I have given up my alcohol since that time with two near misses.. But I know that if I stumble I will ruin any chance of saving my marriage.
I have lied and stolen from my husband for a couple years now. He knew I drank, but not the extent of it, and I lied about where I was and how many drinks I had. I hid bottles all over the house and kept an almost empty bottle of wine in the fridge, but drank from full bottles that he did not know about.
I have blatently lied about my whereabouts. Example if he phoned my cell and I was in a bar, I would go outside and tell him I was shopping or whatever. This man trusted me and believed me, and did not deserve this treatment at all.
I have done many many things that I am ashamed of. I even took a credit card in his name and ran it up with bar bills ect. Then when he found out about it, I denied it and let him believe that it was fraudulently obtained. It was. By ME.
All is on the table now and at this moment he is at a lawyers with two agreements we made up.
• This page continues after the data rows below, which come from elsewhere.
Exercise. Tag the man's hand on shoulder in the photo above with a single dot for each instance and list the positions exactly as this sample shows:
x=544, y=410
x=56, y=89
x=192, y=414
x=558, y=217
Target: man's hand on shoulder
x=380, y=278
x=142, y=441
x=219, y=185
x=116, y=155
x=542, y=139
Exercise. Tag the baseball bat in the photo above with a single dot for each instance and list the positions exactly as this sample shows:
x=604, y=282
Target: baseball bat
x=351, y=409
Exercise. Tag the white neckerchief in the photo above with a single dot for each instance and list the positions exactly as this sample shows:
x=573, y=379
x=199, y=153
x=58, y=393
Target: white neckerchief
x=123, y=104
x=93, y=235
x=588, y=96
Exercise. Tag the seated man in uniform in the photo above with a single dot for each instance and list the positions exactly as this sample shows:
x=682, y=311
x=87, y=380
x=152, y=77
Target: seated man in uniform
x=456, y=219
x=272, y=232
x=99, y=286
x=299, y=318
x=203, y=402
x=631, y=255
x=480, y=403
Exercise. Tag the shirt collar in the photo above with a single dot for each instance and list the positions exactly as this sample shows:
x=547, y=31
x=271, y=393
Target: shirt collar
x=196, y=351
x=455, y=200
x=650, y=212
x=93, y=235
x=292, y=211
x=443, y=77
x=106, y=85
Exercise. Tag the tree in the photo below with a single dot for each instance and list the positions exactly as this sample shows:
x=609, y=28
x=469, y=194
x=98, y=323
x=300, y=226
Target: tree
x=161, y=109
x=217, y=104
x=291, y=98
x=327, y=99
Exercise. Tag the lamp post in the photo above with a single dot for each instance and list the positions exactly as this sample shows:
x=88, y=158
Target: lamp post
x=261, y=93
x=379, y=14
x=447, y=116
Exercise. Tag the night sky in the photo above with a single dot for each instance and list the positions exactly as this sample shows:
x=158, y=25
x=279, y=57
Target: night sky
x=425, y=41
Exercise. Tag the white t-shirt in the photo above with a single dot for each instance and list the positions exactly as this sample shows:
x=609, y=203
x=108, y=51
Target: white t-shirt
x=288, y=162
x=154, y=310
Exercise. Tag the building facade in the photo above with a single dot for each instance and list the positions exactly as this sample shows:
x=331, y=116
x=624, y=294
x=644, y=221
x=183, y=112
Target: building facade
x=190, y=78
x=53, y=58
At this point he wants me out by sept 1st. We did a list of who gets what ect...that is on way to lawyer. I also did up an agreement on my own stating that if he gives our marriage another chance I will agree that if I decieve him again, whether next week or next year, I will walk from the home with no right to anything other than my own clothes, jewellery and gifts that the kids have given me over the years. (our kids are older, and do not live with us anymore)
We have only been married for five years, second marriage for both of us. This man is the most wonderful person I have ever met and it is killing me to know that I have a very good chance of losing him right now.
two nights ago I wanted to talk and he didn't.. I bugged him a bit too much and he said I needed to leave it alone, he didn't want to hate me. I told him I hoped to god that there was a little love left for me. He told me that "there must be, or I would have gone to the police with proof of your fraud instead of paying it off"
I am hoping with all my heart that when the lawyer sees my proposal for continuing the marriage, including paying off all the money that he lost due to my selfishness, that the lawyer convinces him that we are not ready for seperation/ divorce.
Sorry for rambling so so much. I am just at the end of my rope.
It has been so hard this last few weeks to not drink. I was drinking at least a large bottle of wine a night. I have had a couple close calls....one when someone tried to buy me a drink at work (I manage a restaurant that is licensed) and a few nights ago when he told me he wanted me out. I know that with or without him I cannot drink......I just hope it is not too late. He is def in cover his butt mode right now and I don't blame him.
Has anyone else lied to their spouses or financially strapped them?